The rate of premature birth across the United States rose for the third year in a row, according to the annual premature birth report card from March of Dimes, a nonprofit organization that works to improve maternal and infant health. This comes after nearly a decade of decline from 2007 to 2015.
In 2017, the premature birth rate was 9.93 percent of births, up slightly from 2016, when it was 9.85 percent. The report card draws from the latest Centers for Disease Control and Prevention data.
The difference in these numbers may seem small, says Becky Russell, the senior director of applied research and evaluation at March of Dimes, but it means about 3,000 more babies who were born prematurely. She says it’s a worrying trend line. “If you look at the increases since 2014, cumulatively we’re talking about 27,000 babies,” she says.
One bright spot in the report was that three states and Puerto Rico did show a decline in their premature birth rates. The states with the highest premature birth rates were mostly in the South and the lower Midwest. The highest rate was Mississippi with 13.6 percent and the next was Louisiana with 12.7 percent. Vermont had the lowest rate at 7.5 percent.
Prematurity — or birth before 37 weeks of gestation — is a leading contributor to infant death in the United States. The survival rate of premature babies has gone up in recent decades as neonatal care has become more sophisticated. But, babies born prematurely remain at a higher risk of a range of developmental problems later in life, like cerebral palsy, vision and hearing problems, as well as developmental delays, according to the CDC.

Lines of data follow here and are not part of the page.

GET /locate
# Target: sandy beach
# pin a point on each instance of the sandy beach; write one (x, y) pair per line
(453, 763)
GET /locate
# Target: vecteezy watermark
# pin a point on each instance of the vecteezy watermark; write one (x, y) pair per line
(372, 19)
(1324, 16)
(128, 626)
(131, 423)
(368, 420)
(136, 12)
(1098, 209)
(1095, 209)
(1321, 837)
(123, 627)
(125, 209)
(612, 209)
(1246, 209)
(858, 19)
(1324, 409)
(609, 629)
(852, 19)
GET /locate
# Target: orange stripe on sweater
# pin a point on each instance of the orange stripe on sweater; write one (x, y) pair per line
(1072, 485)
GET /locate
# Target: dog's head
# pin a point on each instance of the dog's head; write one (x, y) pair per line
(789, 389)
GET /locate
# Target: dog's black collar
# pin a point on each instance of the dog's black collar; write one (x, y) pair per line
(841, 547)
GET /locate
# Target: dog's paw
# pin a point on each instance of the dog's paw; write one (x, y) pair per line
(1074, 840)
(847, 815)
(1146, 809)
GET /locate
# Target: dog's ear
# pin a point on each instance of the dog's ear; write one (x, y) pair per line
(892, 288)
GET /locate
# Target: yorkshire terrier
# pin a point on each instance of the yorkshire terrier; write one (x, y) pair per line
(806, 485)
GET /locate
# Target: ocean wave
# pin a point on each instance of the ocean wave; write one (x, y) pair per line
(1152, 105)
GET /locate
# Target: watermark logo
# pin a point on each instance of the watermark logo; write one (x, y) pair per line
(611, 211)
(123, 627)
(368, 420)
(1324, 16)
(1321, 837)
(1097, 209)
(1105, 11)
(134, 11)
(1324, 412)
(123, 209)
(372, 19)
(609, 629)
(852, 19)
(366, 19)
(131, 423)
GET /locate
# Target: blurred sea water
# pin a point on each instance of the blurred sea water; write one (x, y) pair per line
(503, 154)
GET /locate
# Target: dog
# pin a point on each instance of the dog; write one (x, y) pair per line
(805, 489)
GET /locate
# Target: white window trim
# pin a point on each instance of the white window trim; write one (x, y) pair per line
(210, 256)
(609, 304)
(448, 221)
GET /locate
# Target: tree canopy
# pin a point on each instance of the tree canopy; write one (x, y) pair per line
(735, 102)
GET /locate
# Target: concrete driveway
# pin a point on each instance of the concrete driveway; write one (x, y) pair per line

While it’s not certain what’s driving the rise in the premature birth rate, social and economic factors play a big role, says Russell. For example, “unequal access to maternal care, and high poverty rates,” increase a mother’s risk of delivering prematurely, she says.
A mother’s race or ethnicity also determine her risk of having a preterm baby. African American women have the highest risk of all racial and ethnic groups in the country with a 13.4 percent rate, based on data aggregated from 2014-2016. White women had a rate of 8.9. Black women have a 49 percent higher rate of premature birth than women of all other races and ethnicities.
Over the last few years, racial disparities in premature birth have gotten worse, according to the March of Dimes report.
However, it’s racism and structural discrimination, rather than race that influences black women’s risk for premature delivery, says Rachel Hardeman, a public health researcher at the University of Minnesota who studies the effect of racism on various health outcomes. Research has shown that chronic stress from racism is associated with a higher risk of premature birth among African American mothers, which also puts them at a higher risk of infant death.
Structural discrimination, says Hardeman, can determine where someone lives, their education and income levels, amenities they have access to, including health care facilities. A lower education and employment level are well known risk factors for prematurity, as is poor access preconception and prenatal care.
“Structural determinants are creating disadvantages,” says Hardeman.
A 2013 Harvard study that showed that black women in states that formerly had Jim Crow laws enforcing racial segregation, a higher rate of infant mortality than in other states.
The March of Dimes report card does offer some hope in some parts of the country. Iowa, Rhode Island, Wyoming and Puerto Rico lowered their preterm birth rates in 2017.
Rhode Island has lowered its preterm birth rate steadily since 2007, when the rate was 10.8 percent. In 2017, it dropped to 8.3 percent.
In 2007, the state formed a special task force charged with lowering preterm birth rates, says Dr. Ailis Clyne, the medical director at the Division of Community Health and Equity at the Rhode Island Department of Health.
The task force has has worked to expand insurance coverage for pregnant and postpartum women. “We really wanted to make sure we could maximize women who had health insurance coverage during pregnancy, as well as postpartum.” says Clyne.
Clyne explains that the postpartum period often leads up to the next pregnancy and this is a crucial time for women to get their health in order.
If they have access to a health care provider during this time, it can make it easier for women to get help in managing chronic conditions like hypertension or diabetes, improve their nutrition, or quit smoking, all of which reduce risks for preterm birth. It also helps ensure they have a minimum birth spacing of 18 months between two pregnancies, which also helps cut risks.
Primary health care providers in Rhode Island use something called the “pregnancy intention screening,” says Clyne. The screening is for all women of reproductive age, and asks them one question: ‘Would you like to become pregnant in the next year?’
This ensures that they’re getting regular primary care visits and getting support in addressing lifestyle factors that can influence their risks for going into labor prematurely. “Fortunately, we (now) have very very few pregnant women who do not have coverage during pregnancy.”
Access to care and appropriate interventions are key to lowering the premature birth rate and reducing racial and economic disparities, says Russell. “If we don’t have a system that allows access to those interventions, we run the risk of seeing even larger disparities, instead of a narrowing of that gap,” she says.